I have been a very loyal Pizza Hut patron, usually buying pizza there about twice a week. The employees at my local store know me very well. I get perks: discounted pizza, news about how business is going, and some other things that I'll leave as mysteries. They really like me. :)

For the past two and a half months, I've been boycotting Pizza Hut. Why? Every few months my team at work gets together to watch a movie. And we eat pizza. These are large orders, feeding about twenty people. I decided to boycott Pizza Hut because three of the last four times we placed a group order, they somehow screwed it up. The last time they both charged me the wrong price and forgot to deliver plates — so we had twenty people eating pizza on paper towels. They were able to correct the price the same day, but I was extremely upset about not having plates.

(I've told some people that they screwed up the last three orders. Reviewing my records, that's not right. The most recent two were wrong, the one prior to that was right, and the one prior to that was wrong. Sorry for any confusion.)

When I placed the order, I had written everything down in detail, and left the information with them. I was assured that everything would be right. What actually happened is that the person who was working on the morning of our delivery was not told about the written instructions. Those were folded up and shoved somewhere out of sight. He only saw what was in the computer, which was incorrect.

When someone places a "future order" at a Pizza Hut in my area, it's always sent to the metropolitan call center, because for some dumb reason the computer systems at the individual stores are only able to process same-day orders. When my order was sent to the call center, they didn't mention plates … so I didn't get plates. And they didn't mention the price … so I got the wrong price.

There was a change in management around the end of last year, and I noticed a gradual deterioration that culminated in my badly botched group order. (I think that both of the most recent errors were under this new management, but I'm not sure. My memory isn't that good.)

My team is coming up on another movie day, and they still want pizza, so I finally went back to Pizza Hut to talk to the management and see if they could get it right.

The old manager had returned! ("Meet the new boss, same as the old boss?") And yes, he was happy to see me. He realized that I had gone missing and learned from the other employees about the botched group order. Notice that they knew correctly why I was gone even though I hadn't said anything — I just stopped showing up and they figured it out. They were paying attention.

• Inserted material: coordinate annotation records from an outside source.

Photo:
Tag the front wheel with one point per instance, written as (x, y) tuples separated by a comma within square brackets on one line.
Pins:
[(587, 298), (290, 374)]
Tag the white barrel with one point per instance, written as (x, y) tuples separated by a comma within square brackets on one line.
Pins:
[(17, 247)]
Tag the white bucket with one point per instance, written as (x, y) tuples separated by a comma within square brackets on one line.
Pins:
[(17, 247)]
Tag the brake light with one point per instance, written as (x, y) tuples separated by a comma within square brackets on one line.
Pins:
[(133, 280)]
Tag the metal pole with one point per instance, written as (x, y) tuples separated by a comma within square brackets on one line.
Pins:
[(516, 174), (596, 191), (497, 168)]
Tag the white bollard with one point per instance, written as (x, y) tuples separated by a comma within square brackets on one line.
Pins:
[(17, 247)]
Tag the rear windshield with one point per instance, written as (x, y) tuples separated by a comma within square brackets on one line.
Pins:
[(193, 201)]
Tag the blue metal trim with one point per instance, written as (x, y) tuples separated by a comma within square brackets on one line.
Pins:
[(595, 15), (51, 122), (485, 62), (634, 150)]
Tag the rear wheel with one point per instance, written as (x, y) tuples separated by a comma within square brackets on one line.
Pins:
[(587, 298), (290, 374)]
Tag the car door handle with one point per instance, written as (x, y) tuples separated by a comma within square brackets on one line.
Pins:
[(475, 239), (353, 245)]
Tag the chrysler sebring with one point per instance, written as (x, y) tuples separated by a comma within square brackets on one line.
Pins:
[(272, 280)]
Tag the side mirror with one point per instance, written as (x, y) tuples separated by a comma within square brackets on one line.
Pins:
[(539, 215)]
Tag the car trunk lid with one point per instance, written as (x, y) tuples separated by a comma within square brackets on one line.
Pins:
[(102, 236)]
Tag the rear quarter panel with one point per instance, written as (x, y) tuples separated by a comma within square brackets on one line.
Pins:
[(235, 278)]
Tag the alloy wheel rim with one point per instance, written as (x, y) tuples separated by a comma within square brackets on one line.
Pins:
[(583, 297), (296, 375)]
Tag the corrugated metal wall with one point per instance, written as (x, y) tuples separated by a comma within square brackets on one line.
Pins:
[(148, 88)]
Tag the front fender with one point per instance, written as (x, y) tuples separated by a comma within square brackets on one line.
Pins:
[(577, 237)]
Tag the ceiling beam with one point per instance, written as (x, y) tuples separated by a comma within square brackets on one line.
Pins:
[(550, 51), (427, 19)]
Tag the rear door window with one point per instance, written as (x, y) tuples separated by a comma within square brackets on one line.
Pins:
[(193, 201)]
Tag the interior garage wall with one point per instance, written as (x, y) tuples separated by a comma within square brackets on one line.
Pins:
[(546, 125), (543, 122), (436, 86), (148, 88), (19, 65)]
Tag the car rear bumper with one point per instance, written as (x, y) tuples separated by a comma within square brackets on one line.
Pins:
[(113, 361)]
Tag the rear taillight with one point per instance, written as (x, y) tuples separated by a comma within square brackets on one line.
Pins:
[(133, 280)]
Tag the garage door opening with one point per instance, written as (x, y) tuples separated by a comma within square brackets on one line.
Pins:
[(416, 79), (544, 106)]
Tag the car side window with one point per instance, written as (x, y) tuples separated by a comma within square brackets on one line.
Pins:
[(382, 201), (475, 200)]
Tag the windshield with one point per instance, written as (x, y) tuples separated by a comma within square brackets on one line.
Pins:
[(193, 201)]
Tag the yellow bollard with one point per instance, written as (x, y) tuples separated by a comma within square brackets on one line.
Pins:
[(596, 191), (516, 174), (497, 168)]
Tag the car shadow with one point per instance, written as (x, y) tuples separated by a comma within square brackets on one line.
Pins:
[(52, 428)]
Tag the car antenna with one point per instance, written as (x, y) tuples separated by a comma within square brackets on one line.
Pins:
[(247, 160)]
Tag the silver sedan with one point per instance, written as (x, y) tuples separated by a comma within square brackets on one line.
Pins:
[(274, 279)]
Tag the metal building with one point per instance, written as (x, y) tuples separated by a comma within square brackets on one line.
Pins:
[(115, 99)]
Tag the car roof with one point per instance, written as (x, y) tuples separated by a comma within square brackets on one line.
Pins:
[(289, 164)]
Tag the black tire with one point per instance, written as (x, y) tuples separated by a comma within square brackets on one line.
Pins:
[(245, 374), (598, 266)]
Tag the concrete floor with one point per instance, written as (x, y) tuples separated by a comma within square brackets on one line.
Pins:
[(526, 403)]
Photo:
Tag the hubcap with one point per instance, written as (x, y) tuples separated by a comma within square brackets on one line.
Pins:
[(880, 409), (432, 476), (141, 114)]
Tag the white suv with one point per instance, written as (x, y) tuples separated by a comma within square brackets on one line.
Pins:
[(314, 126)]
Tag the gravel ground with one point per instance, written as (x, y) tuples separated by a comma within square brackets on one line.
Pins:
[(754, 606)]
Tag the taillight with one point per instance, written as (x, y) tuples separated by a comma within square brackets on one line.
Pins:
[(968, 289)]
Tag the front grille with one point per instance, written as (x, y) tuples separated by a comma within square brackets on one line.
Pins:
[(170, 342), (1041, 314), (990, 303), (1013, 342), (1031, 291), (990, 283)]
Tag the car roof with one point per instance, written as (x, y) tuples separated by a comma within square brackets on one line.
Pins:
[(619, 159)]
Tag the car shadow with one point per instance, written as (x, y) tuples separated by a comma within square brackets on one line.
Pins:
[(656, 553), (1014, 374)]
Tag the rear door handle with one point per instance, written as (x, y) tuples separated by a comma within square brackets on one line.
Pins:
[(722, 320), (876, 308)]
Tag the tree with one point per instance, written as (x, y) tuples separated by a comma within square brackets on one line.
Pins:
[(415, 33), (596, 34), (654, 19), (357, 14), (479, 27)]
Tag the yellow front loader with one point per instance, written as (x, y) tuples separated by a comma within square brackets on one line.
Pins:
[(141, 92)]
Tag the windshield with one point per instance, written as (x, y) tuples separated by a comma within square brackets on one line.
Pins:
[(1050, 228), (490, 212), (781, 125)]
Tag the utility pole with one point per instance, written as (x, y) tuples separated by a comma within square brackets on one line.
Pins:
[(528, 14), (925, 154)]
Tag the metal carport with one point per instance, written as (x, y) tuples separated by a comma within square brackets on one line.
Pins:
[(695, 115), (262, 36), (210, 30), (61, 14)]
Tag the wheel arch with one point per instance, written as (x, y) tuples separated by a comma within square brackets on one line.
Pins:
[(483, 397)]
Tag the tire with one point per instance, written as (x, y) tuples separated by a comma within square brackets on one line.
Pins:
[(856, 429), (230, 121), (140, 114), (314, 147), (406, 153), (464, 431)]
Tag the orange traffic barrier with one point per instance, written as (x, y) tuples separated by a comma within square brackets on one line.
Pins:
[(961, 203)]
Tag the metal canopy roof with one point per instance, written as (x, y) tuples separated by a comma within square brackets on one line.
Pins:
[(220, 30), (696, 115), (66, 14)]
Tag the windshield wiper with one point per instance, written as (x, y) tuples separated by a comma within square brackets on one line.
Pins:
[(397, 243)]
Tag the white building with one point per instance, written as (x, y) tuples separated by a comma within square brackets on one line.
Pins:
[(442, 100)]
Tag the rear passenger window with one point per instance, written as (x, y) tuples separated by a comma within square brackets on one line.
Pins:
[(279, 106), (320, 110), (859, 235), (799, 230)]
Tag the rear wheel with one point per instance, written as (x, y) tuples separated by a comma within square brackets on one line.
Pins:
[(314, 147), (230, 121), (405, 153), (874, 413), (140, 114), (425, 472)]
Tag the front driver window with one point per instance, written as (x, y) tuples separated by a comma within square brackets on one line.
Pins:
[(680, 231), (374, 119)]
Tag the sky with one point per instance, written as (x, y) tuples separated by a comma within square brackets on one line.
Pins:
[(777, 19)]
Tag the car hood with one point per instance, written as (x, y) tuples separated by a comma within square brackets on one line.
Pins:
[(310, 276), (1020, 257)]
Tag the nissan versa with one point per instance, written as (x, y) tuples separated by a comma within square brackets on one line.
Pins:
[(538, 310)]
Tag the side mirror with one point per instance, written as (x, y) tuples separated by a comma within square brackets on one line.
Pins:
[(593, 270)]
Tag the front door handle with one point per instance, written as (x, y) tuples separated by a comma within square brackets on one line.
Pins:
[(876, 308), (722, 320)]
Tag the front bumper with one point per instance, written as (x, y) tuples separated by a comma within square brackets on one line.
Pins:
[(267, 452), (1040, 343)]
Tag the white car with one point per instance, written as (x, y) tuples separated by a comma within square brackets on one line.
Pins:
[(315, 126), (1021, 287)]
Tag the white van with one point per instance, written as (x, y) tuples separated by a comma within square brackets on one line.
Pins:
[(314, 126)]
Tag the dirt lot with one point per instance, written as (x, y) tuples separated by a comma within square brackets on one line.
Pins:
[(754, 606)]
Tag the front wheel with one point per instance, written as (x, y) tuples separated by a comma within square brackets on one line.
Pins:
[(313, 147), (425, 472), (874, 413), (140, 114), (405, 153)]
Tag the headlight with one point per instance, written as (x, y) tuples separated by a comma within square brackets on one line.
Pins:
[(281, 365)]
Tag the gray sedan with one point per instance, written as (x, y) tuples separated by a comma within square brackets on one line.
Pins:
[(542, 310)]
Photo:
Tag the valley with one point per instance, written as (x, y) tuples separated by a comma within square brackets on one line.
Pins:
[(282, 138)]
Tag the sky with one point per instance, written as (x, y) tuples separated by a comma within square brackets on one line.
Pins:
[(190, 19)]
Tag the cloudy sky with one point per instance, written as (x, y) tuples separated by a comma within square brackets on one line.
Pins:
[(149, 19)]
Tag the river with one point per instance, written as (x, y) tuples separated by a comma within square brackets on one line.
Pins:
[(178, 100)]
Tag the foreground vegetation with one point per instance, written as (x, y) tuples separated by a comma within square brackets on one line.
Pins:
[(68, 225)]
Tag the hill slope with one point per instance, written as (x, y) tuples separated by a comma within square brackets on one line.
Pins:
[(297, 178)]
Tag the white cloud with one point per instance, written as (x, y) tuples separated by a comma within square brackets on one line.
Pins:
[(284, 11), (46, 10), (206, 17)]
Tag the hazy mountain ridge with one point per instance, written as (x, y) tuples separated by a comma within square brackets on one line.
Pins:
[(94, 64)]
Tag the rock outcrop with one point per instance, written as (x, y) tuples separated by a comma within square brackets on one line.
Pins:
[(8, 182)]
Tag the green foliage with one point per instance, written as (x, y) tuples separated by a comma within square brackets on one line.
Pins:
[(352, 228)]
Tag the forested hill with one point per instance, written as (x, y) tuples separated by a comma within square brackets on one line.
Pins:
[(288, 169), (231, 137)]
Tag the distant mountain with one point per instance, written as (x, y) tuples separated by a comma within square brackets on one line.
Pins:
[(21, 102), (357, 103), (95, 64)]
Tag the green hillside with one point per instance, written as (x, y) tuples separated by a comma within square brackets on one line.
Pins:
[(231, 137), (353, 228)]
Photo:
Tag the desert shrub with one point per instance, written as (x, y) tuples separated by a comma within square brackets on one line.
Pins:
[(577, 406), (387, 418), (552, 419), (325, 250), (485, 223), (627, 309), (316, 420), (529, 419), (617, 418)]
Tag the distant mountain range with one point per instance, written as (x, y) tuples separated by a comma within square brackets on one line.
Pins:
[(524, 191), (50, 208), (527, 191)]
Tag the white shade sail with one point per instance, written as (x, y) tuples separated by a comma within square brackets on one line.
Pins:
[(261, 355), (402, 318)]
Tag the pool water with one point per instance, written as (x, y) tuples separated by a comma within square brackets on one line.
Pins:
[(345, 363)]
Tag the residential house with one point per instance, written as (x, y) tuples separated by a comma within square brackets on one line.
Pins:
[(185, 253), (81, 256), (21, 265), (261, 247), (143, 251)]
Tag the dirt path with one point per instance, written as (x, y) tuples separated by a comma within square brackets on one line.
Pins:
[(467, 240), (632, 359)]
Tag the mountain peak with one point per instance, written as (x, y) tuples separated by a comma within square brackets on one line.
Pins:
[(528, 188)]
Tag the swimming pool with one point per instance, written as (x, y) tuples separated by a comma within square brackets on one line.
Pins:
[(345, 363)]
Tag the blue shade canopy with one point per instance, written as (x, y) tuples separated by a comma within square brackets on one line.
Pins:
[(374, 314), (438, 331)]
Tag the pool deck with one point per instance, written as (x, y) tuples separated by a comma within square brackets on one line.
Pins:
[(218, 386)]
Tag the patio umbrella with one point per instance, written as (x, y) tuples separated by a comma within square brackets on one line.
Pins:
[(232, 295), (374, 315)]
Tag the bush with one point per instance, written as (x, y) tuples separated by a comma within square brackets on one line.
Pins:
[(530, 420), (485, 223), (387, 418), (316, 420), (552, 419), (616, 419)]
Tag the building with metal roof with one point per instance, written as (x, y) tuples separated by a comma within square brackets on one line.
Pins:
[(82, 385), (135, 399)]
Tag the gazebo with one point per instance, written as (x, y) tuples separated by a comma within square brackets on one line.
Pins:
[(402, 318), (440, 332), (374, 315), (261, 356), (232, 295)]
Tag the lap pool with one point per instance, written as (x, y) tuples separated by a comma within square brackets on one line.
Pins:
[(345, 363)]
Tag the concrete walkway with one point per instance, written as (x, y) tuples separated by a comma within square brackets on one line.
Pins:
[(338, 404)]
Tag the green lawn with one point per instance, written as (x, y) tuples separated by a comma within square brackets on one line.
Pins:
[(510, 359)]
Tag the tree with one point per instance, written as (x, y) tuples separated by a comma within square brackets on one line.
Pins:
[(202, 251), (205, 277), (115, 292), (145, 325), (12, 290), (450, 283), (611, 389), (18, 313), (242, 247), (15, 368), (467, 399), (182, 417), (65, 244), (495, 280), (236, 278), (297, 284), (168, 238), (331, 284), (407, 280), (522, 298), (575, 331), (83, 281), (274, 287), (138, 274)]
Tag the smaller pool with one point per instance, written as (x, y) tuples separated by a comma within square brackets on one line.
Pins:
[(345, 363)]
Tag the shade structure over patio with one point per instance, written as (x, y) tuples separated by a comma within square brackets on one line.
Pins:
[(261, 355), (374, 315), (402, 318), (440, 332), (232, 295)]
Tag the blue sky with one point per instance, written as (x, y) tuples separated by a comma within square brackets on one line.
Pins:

The waitress who was there at the time was also happy to see me. She started walking by, stopped to do a double-take, smiled, and asked "how have you been?" I'm not sure when I became a celebrity but it's good to be appreciated.

I didn't get the full story from the manager about why he's back, but I did get the impression he's working to rebuild business volume that had recently been lost. Lest you think that sounds unlikely, over the years I have definitely noticed a correlation between management quality and the busyness of the store. I'm in a good position to notice these things because there have been many changes in management over the past several years. And after talking with the manager, I'm completely confident that our next group order will be handled with the utmost care and that it will be completely correct.

Management that cares about customers gives those customers confidence in the business and a reason to do business there again. Good management knows that there are only two kinds of people: repeat customers, and people who could become repeat customers. I'm happy to report that good management has returned, so my boycott is over.

And I got a half-price pizza to welcome me back.